Scientists and medical researchers in the United States have been studying the health benefits and risks of marijuana for decades. But despite the increasing availability of legal marijuana, scientists have been forced to obtain the drug from a single source—the University of Mississippi in Oxford, which grows pot for research on a campus farm under a contract with the National Institute on Drug Abuse (NIDA).
Now, the university’s monopoly is coming to an end. In an unexpected move, the US Drug Enforcement Administration (DEA) announced on August 11 that it will allow any institution to apply for permission to grow marijuana for research. Nature explains how the policy could transform the study of marijuana.
Why do researchers want to study pot—and how do they get it?
Researchers have been extracting cannabinoids—chemical compounds found in cannabis—and developing strains of varying strength to test whether they could alleviate chronic pain and treat or mitigate the effects of ailments such as seizures and other neurological disorders.
But because the federal government still classifies marijuana as a drug with no medical use, scientists have faced a time-consuming process to obtain pot for research from NIDA. Those who conduct clinical research also need to seek approval from the Food and Drug Administration.
Why does relying on a single grower limit research?
Approved medical-marijuana consumers may buy pot from dispensaries in more than half the country, and recreational marijuana use is permitted in a few states. But researchers are limited to the handful of strains grown by the University of Mississippi farm.

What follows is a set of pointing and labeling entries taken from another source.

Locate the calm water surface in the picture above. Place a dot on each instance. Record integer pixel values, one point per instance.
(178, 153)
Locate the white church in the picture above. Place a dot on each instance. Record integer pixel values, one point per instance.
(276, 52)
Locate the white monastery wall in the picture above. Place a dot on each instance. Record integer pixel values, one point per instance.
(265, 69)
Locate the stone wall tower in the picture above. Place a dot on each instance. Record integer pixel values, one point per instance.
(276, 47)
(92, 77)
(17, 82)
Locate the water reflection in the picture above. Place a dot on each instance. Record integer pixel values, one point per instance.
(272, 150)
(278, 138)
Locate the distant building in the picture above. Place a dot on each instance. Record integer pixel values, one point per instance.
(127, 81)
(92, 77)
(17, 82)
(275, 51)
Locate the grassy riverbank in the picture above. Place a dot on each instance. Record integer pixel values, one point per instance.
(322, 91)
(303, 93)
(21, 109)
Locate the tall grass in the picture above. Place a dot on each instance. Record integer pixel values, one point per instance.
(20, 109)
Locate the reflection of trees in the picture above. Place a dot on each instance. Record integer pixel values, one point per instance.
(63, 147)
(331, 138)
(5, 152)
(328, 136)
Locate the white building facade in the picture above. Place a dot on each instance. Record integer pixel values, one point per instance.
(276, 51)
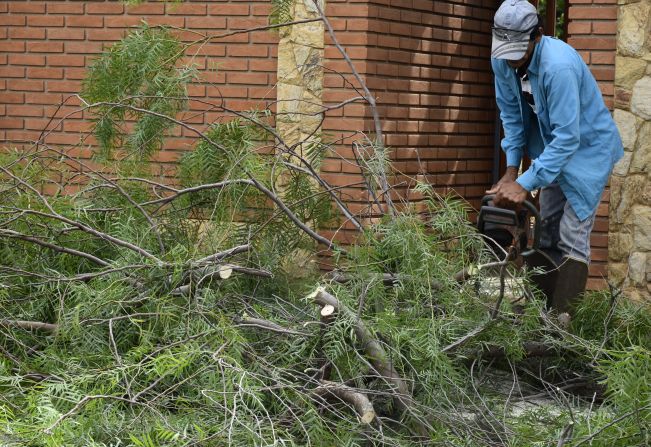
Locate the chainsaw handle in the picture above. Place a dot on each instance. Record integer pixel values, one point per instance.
(534, 212)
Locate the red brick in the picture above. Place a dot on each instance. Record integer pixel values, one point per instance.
(579, 28)
(12, 123)
(75, 73)
(121, 21)
(65, 8)
(28, 7)
(186, 9)
(83, 47)
(147, 8)
(45, 47)
(66, 60)
(36, 124)
(45, 21)
(26, 59)
(247, 51)
(596, 12)
(25, 85)
(65, 34)
(176, 21)
(609, 28)
(25, 110)
(26, 33)
(12, 72)
(63, 138)
(64, 86)
(105, 8)
(593, 43)
(6, 20)
(45, 73)
(247, 78)
(209, 50)
(12, 47)
(260, 10)
(11, 97)
(605, 58)
(105, 35)
(85, 21)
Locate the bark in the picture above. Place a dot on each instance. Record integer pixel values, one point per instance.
(359, 401)
(377, 355)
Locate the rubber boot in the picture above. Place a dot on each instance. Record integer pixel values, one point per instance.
(570, 283)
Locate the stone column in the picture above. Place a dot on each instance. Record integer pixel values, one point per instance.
(629, 246)
(300, 77)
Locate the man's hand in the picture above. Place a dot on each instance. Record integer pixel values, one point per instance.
(508, 194)
(509, 176)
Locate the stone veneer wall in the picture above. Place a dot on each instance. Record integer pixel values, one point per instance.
(630, 211)
(300, 76)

Some of the Mississippi-grown strains have lower concentrations of tetrahydrocannabinol, the active ingredient in pot, than the marijuana available to the public—making studies that use these varieties of the drug less applicable to typical consumers.
Why is the US government increasing the number of approved growers?

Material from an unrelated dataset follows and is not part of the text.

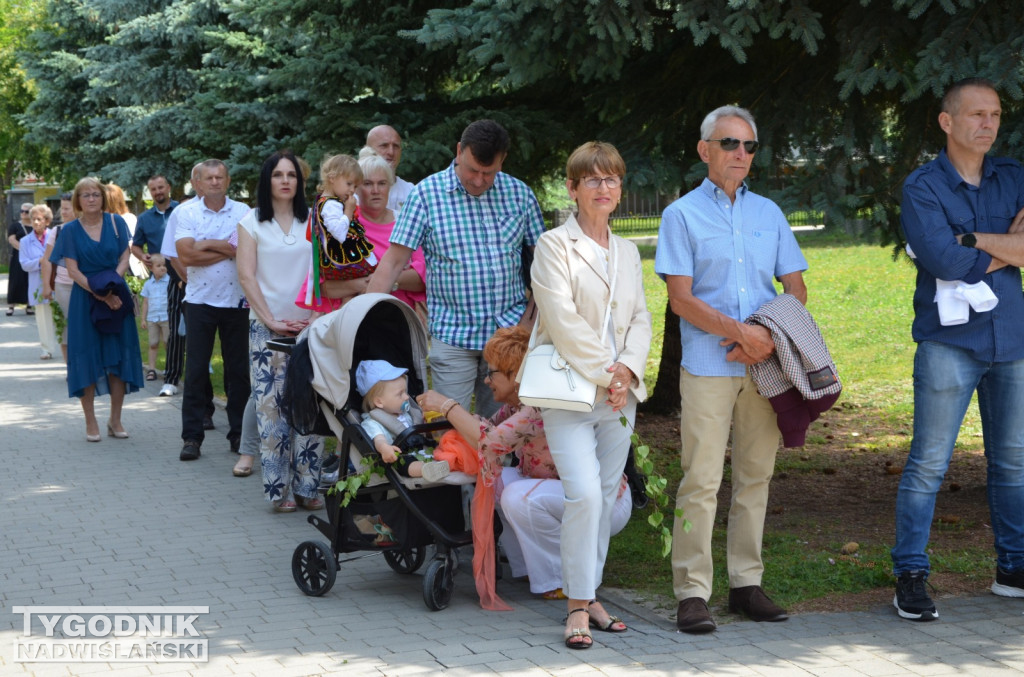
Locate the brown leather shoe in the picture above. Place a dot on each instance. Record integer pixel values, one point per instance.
(753, 601)
(693, 617)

The DEA says that the change is motivated by a high demand from scientists and a desire to encourage research on pot. “Additional growers mean additional varieties will be available to address the diversity of research needs,” said NIDA director Nora Volkow in a statement.
For decades, research supported by NIDA focused on harmful health effects and the risks of marijuana use. But in recent years, research has uncovered possible health benefits as well. These include the drug's anti-inflammatory effects and its therapeutic role in treating epilepsy and other neuropsychiatric disorders.
“It’s an incredible pleasure to see the DEA let the science speak for itself,” says Rick Doblin, director of the Multidisciplinary Association for Psychedelic Studies, a non-profit organization in Santa Cruz, California, that funds research into these drugs.
How will the new rules work?
Anyone who has a research protocol approved through the Department of Health and Human Services can apply to become a federally authorized marijuana grower, says Rusty Payne, a spokesperson for the DEA in Washington DC. “We’re expecting a lot of applications,” he adds.
As more growers pop up in other places, researchers will no longer have to go through NIDA to obtain the marijuana and cannabinoid extracts that they require for their work. The hope is that this will facilitate more-thorough clinical studies and make it possible for researchers to identify the most effective strains for particular treatments.
Scientists are excited about the policy announcement. “NIDA monopoly finally gone,” tweeted Sunil Aggarwal, a New York City-based physician who studies cannabis use in hospice healthcare. “1 big brick in federal govt wall around cannabis being knocked out,” he added.
Will this decision affect the push to legalize marijuana across the country?
The policy change could help to remove a key obstacle to the legalization of marijuana. Research was previously stalled by small trials and experiments, for example, because researchers were limited to testing drugs with only a handful of people. Once drugs, including cannibinoids, can be administered to larger groups of people, and their effectiveness and safety confirmed, medicinal treatments of marijuana could become more widely approved and accepted.
“Widespread approval of medical marijuana in many states may have persuaded the federal agency in their decision-making process,” says Trevor Castor, head of Aphios, a company in Woburn, Massachusetts that has NIDA funding to develop a process for manufacturing cannabinoids. Castor thinks that national legalization will follow. “But,” he says, “I’m not sure when.”
One obstacle for advocates of legalization is opposition by some corners of the federal government. On August 11, the DEA reaffirmed its classification of cannabis as a dangerous substance, which puts the drug in the same regulatory category as LSD, meth and heroin.